I argue that insider trading is not defined in the federal securities statutes. Instead, its definition has evolved through a process of common-law adjudication. At the core of the resulting rule is a requirement that the alleged inside trade constitute a breach of the trader's fiduciary duty to refrain from self-dealing in confidential information. Once the substantive definition of insider trading is viewed as a species of federal common law, the question arises whether federal courts should incorporate state law as the rule of decision or create a unique federal standard. I demonstrate that the insider trading prohibition can be justified only as a mechanism for protecting property rights in information. As such, the prohibition has relatively little to do with the traditional securities regulation concerns of disclosure and fraud. To the contrary, insider trading became a matter of federal concern because of the SEC's self-interest and that of some of its regulatory constituents. To be sure, the exigencies of detecting and prosecuting insider trading warrant a continuing federal regulatory role. Because there is no significant federal policy interest at stake, however, there is no reason to create a unique federal rule defining insider trading. Instead, courts should adopt state law fiduciary duty principles as the rule of decision.

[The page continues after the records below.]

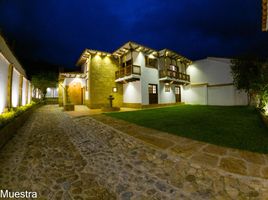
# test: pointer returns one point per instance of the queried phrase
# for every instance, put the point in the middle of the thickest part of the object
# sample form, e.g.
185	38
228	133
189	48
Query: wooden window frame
167	88
151	62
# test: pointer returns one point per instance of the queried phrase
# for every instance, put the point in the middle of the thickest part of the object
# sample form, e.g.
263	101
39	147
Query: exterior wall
148	76
15	88
102	80
223	95
215	84
210	71
195	94
24	92
166	97
60	93
52	93
4	64
132	92
29	93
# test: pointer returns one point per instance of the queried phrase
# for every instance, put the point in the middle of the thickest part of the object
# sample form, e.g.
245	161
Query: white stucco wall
210	71
52	92
166	97
68	81
195	94
148	76
223	95
29	93
15	88
24	92
4	64
132	92
241	98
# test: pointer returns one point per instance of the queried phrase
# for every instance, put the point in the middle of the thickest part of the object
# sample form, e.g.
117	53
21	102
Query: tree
43	80
250	75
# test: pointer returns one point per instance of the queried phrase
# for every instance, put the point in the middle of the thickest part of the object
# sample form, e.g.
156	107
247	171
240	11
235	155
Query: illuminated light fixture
114	89
266	109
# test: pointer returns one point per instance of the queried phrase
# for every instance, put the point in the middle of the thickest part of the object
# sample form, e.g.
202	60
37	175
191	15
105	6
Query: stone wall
102	80
14	85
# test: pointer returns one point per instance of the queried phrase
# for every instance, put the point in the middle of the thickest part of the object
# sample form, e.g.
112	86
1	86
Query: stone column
9	86
20	90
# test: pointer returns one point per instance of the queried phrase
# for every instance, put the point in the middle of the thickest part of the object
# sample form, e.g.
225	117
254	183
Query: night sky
57	31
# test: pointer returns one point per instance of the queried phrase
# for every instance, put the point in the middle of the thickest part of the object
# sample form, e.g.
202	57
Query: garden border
10	129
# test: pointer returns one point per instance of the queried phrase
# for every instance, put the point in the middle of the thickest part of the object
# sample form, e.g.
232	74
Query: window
127	63
177	90
150	62
167	87
152	89
114	89
173	68
86	88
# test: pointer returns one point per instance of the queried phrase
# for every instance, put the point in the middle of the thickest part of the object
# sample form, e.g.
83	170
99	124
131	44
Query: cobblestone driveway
80	158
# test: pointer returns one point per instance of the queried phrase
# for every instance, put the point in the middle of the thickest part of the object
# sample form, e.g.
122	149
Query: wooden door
75	93
153	94
178	93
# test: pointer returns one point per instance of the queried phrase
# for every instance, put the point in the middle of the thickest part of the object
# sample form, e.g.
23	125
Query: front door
178	93
75	93
153	95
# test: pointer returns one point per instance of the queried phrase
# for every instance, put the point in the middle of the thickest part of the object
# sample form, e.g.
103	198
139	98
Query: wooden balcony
169	75
128	73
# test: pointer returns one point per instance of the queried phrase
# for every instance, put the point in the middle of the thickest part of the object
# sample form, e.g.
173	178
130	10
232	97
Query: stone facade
101	76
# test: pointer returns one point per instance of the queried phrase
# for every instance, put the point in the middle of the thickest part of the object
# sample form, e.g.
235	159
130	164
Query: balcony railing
127	71
174	75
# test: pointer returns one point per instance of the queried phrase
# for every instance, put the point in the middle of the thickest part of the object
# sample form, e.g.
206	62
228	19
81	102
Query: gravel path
80	158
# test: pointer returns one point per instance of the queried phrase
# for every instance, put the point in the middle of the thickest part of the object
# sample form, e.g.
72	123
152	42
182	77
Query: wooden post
9	86
20	90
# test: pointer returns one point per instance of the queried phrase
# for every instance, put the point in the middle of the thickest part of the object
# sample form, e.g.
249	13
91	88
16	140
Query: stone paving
62	157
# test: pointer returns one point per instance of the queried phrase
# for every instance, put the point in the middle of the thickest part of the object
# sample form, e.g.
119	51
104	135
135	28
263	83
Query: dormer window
173	68
150	62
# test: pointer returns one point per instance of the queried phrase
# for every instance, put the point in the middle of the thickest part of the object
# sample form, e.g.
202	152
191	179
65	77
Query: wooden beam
20	89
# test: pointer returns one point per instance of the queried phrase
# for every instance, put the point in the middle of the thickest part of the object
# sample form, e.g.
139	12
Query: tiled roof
264	15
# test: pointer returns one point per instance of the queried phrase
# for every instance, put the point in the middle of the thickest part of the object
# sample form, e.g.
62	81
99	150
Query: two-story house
134	74
138	76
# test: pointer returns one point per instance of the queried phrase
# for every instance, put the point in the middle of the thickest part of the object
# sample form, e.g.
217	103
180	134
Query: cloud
58	31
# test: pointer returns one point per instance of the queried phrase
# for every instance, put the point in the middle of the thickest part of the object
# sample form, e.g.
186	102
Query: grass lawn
238	127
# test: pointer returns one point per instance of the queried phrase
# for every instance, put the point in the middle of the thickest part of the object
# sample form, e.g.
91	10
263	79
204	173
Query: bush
5	118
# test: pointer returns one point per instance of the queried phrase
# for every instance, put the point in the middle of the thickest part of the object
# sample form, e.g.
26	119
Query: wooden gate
153	94
75	93
178	93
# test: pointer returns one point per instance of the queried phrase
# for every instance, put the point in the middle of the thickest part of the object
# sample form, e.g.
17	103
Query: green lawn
237	127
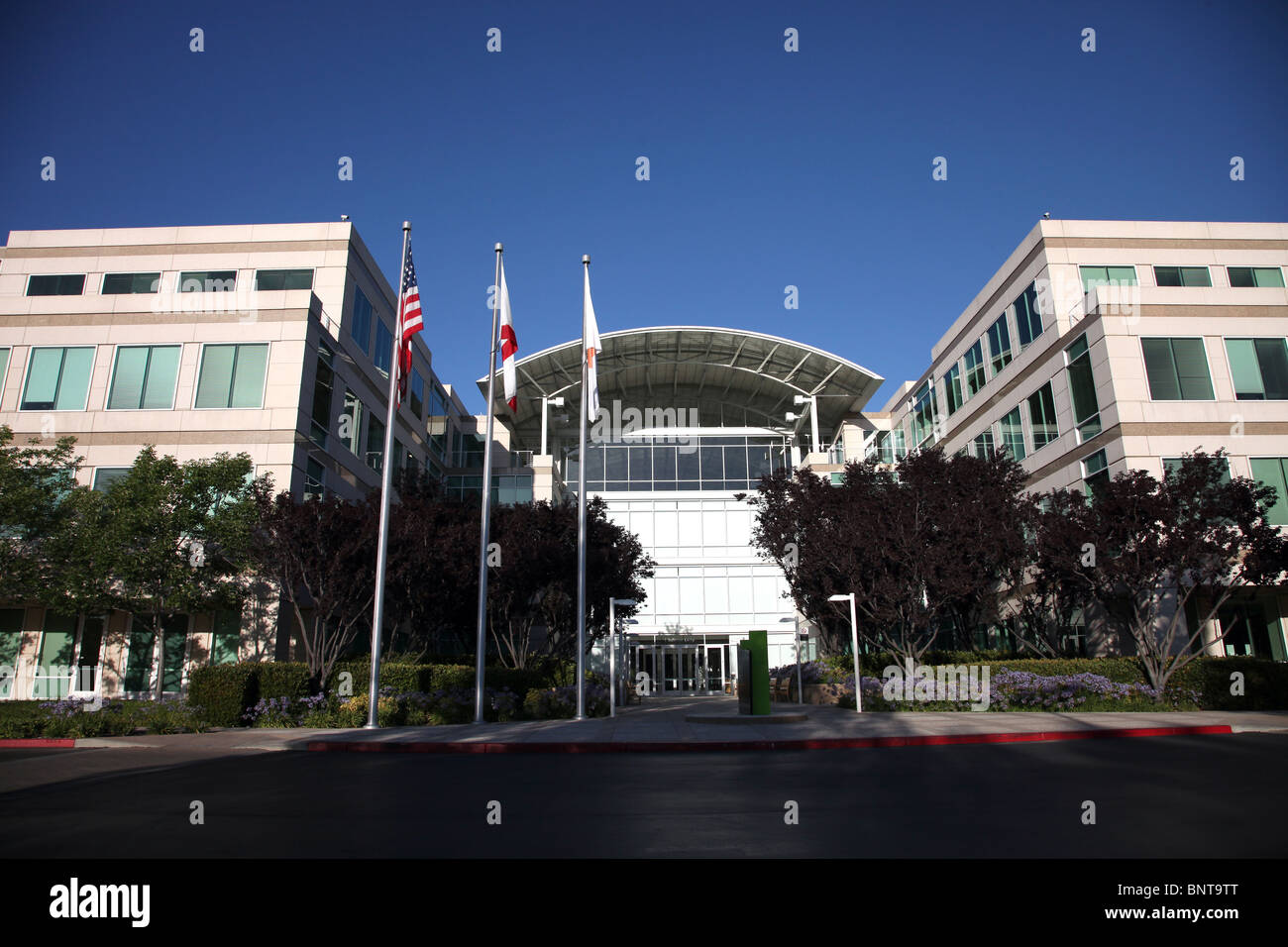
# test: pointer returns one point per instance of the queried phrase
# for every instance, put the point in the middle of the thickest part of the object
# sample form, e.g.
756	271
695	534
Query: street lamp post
612	651
797	630
854	641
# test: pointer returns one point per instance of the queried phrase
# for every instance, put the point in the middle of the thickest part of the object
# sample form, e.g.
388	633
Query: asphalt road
1214	796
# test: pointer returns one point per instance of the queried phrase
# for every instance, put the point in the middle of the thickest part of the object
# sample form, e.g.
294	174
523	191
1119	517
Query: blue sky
767	167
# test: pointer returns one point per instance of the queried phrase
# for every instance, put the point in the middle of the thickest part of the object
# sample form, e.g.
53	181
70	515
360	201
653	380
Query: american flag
410	320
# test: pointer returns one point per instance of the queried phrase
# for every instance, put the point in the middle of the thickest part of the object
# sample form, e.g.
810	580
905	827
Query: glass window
923	414
323	381
1000	344
417	394
68	285
1112	275
1028	317
360	325
145	376
1013	433
1042	416
1082	389
375	442
953	389
226	638
1256	275
1258	368
1274	472
1181	275
58	379
11	642
283	279
232	375
1176	369
384	354
1172	464
974	368
119	283
351	423
106	475
209	281
1095	474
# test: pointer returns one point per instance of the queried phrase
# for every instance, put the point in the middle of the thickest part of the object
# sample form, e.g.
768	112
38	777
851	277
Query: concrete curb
708	746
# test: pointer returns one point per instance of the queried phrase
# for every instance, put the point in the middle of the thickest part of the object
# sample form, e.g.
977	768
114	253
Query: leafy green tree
321	553
165	539
1159	549
38	504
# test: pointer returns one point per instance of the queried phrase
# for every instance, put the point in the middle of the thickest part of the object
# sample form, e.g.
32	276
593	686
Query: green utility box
754	674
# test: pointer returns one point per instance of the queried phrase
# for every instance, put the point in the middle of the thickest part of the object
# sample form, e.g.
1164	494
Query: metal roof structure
730	377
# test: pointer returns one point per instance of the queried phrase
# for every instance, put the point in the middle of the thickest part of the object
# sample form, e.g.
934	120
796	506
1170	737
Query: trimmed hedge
226	692
1265	682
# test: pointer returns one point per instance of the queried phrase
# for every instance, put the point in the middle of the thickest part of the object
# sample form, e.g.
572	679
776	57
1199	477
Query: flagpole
385	488
581	518
487	502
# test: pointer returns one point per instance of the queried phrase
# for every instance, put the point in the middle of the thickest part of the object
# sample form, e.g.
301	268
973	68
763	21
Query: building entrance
681	667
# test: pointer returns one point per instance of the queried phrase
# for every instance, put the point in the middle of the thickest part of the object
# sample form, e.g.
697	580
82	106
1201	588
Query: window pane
1270	471
1196	275
974	368
209	281
1042	416
106	475
249	376
65	285
1159	369
1240	275
1000	344
1013	434
283	279
132	367
73	385
116	283
1273	359
1192	368
1244	369
217	375
42	379
382	356
1269	275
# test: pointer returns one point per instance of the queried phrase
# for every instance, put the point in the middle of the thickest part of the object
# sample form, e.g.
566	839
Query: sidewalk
660	724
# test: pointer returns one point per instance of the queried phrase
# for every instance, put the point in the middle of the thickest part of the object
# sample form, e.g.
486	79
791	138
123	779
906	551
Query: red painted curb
707	746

Granted, reliance on state law will complicate insider trading prosecutions. But no more so than in any other case where state standards are incorporated into federal common law. In any case, there are affirmative reasons to adopt state law as the rule of decision. By acknowledging that insider trading is primarily a matter for state law, like all other questions of fiduciary duty, this approach accords proper deference to the states' position as the primary regulator of corporate governance questions. Finally, because state law fiduciary duty rules are designed to protect property rights, looking to them to define insider trading will more clearly tie the prohibition to the rationale for regulating insider trading.